Cell phones, laptops, and other technologies
This course requires the mindful use of technologies. The basic principle we follow is that the technology that we use has to help us in our work and not distract us. For that reason, all phones and other devices must be adjusted so that they will not make any noise during class time. No recording equipment is allowed in class unless you have received my prior permission. On some days, you will be asked to put away all your electronic devices and use technologies such as pen and paper only. On other days, we might make use of a few smart phones or laptops. Please note, though, that you are not required to have a phone or laptop to do the in-class work.
Moodle and social media
This course uses Moodle, an online course management site, to supplement the information given in class. You might be asked occasionally to use features on the Moodle site such as the discussion forum or the blog. You will be expected to check the course Moodle site at least twice a week, preferably some time before each class. Part of the work of the course will also involve becoming familiar with and using various modes of social media, such as blogs and twitter.

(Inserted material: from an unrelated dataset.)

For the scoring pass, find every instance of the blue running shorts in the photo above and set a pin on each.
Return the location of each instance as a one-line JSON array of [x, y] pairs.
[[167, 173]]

If I have to cancel a class, I always announce that first on the course Moodle site. Class cancellations are also announced on the Mount`s class cancellation page, and often notices are posted outside the classroom door. If class is cancelled for whatever reason, including general university closure due to weather, always log in to the Moodle site later in the day of the cancellation for further instructions on what to do in lieu of an on-campus class. I usually ask you to complete some work at home to make up the class time.
A detailed syllabus will be posted on the course Moodle site and updated there regularly.